Semiconductors are the lynchpins of the artificial intelligence (AI) revolution. Still, this is just the tip of the iceberg when it comes to semiconductor investment implications.
The importance of chips in today’s AI-dominated investing landscape highlights the utility of ETFs such as the Invesco QQQ Trust (QQQ ) and the Invesco NASDAQ 100 ETF (QQQM ). Those ETFs track the same index, meaning they have the same rosters. Those lineups are chock of semiconductor equities, including Nvidia.
Those are potentially compelling attributes, particularly for investors that want semiconductor exposure while avoiding the task of selecting individual stocks. QQQ and QQQM are certainly useful on that front as the ETFs are homes to slews of chip names.
QQQ Chip Exposure Matters
Data confirm the viability of QQQ and QQQM as avenues to semiconductor investing.
“The global semiconductor industry is expected to reach US$975 billion in annual sales in 2026, a historic peak fueled by an intensifying AI infrastructure boom,” according to Deloitte. “Growth reached 22% in 2025 and is projected to accelerate to 26% in 2026, and even if growth moderates thereafter, annual sales of US$2 trillion seem likely by 2036.”
The status of QQQ and QQQM as cap-weighted ETFs is also pertinent. This puts market participants utilizing these ETFs front-and-center in terms of AI chip access. Importantly, as Deloitte notes, generative AI chips are expected to account for half of global shipments this year.
QQQ/QQQM investors should also consider goings on in the data center space.

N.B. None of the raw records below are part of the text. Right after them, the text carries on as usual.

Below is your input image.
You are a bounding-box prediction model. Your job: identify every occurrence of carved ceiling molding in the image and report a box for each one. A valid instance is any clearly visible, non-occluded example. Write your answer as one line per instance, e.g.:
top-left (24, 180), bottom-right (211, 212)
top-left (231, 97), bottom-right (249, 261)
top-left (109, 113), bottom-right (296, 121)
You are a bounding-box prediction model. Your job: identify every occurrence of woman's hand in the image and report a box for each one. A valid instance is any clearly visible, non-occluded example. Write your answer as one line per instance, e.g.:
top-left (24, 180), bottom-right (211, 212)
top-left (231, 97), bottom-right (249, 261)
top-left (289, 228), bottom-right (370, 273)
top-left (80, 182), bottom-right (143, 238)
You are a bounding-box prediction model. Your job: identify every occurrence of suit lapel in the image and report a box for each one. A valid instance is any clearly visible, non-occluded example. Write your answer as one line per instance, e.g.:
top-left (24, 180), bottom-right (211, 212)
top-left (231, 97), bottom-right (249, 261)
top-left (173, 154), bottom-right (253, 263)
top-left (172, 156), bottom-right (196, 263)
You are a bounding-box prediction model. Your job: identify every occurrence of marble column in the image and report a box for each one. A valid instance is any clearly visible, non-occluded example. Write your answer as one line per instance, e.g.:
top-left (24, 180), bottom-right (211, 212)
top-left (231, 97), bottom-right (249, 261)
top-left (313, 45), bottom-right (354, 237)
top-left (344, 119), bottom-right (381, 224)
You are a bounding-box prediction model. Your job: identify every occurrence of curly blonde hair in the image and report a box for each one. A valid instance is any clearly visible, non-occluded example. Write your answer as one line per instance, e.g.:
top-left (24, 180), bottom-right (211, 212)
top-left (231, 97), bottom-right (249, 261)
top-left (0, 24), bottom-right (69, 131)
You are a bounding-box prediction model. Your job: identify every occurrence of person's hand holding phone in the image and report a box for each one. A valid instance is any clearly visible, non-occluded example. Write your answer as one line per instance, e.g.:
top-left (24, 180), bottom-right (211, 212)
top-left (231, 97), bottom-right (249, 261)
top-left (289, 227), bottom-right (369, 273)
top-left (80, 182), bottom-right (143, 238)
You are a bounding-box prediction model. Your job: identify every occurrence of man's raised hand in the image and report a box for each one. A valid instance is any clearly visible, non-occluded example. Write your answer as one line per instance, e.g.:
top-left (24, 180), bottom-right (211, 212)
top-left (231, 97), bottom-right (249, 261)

As 2026 unfolds, QQQ/QQQM investors should also stay abreast of semiconductor companies’ reshoring and vertical integration efforts.
“In 2026 and beyond, chip companies should not only consider expanding the breadth and scope of their operations by establishing more AI fabs or developing new AI chip platforms, but also foster strategic partnerships and make direct investments to build an ecosystem around their fab or chip platforms,” concluded Deloitte.